La carretera de asfalto azul recorre la meseta, corta las llanuras labradas, por donde ha pasado el rodillo, dorada, uniformada extensión bajo la luz. Como una playa. Recodos de la carretea. Vueltas, meandros. La carretera parece un río sin orilla, henchido, deslizándose casi desbordado ente los sembradíos.
Conduce Matilde. Es domingo. Hace buen día, muy buen día. Un nuevo claro, una preciosa brecha en la masa del invierno. Luc va sentado atrás. Ha vuelto a la tierra, ha recobrado su sitio; viaja en automóvil por el campo, pasa junto a sus semejantes al atravesar los pueblos en fiesta, toma su parte de luz, de carretera, y de ese olor vibrante hecho de sol, de alquitrán y gasolina, ese olor lleno de fuerza y de promesas que tonifica, que da hambre de velocidad, de descubrimientos y paisajes. De hecho, lo llevan como si fuera una maleta. La gente que cruza no sabe, está muy lejos de imaginarse que lo tienen a buen recaudo, y que sus tobillos están amarrados. ¡Oh, claro, simplemente lo justo, pero con toda seguridad! Es preciso tener el aplomo, la imaginación, la flema ingenua y desconcertante, la desenvoltura de Matilde para divertirse con eso. Luc está sólo en apariencia mezclado a los vivos, porque en realidad está separado, al margen. El único que lo sabe es el propio Luc.
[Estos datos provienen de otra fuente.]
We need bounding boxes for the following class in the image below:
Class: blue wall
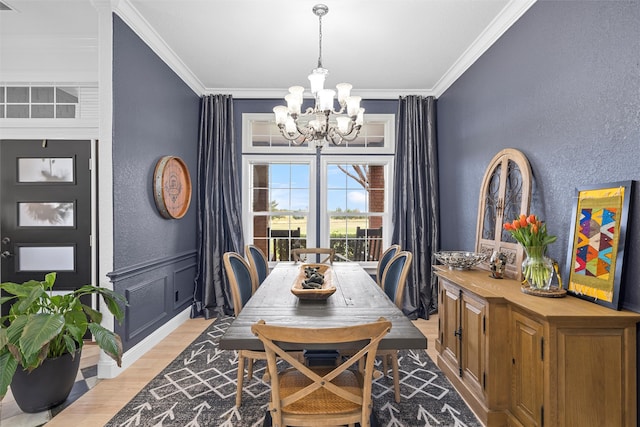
[109,15,200,350]
[438,0,640,311]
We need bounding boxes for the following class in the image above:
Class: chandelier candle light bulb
[273,4,364,149]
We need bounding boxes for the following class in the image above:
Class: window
[243,156,316,261]
[242,114,394,267]
[320,156,393,262]
[0,86,79,119]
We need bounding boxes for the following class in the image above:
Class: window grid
[0,85,78,119]
[243,113,395,268]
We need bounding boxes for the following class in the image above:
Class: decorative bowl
[434,251,487,270]
[291,264,336,300]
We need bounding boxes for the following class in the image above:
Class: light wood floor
[41,314,438,427]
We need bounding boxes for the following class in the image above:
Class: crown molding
[432,0,537,97]
[204,88,434,100]
[113,0,205,96]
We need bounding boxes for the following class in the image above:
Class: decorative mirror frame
[476,148,532,280]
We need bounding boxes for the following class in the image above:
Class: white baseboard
[98,307,191,379]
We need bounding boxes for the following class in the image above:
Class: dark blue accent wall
[438,1,640,311]
[109,15,200,350]
[438,0,640,412]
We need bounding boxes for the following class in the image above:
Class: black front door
[0,140,91,298]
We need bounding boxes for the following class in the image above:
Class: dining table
[219,262,427,351]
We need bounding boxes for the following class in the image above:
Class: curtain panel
[392,95,440,319]
[191,95,244,319]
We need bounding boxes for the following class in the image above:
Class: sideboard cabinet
[435,266,640,427]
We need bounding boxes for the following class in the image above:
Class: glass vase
[522,246,553,290]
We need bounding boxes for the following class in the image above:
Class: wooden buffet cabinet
[435,266,640,427]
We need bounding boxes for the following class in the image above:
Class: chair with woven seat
[251,318,391,427]
[291,248,336,264]
[378,251,413,403]
[244,245,269,286]
[223,252,268,407]
[376,245,400,287]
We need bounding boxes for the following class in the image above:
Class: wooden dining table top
[219,262,427,351]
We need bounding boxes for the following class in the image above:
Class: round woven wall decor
[153,156,191,219]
Corriendo sobre el espacio horizontal de la llanura, sin inferirle injuria alguna, surgidos, al contario, de la tierra circundante, los postes de las líneas de alta tensión alzan por encima de ella, sobre sus piernas metálicas, los travesaños de sus cuerpos desmesurados Desfilan, unidos unos a otros por la cuerda mecida de sus cables, suspendidos como inmensos títeres, por sus brazos separados.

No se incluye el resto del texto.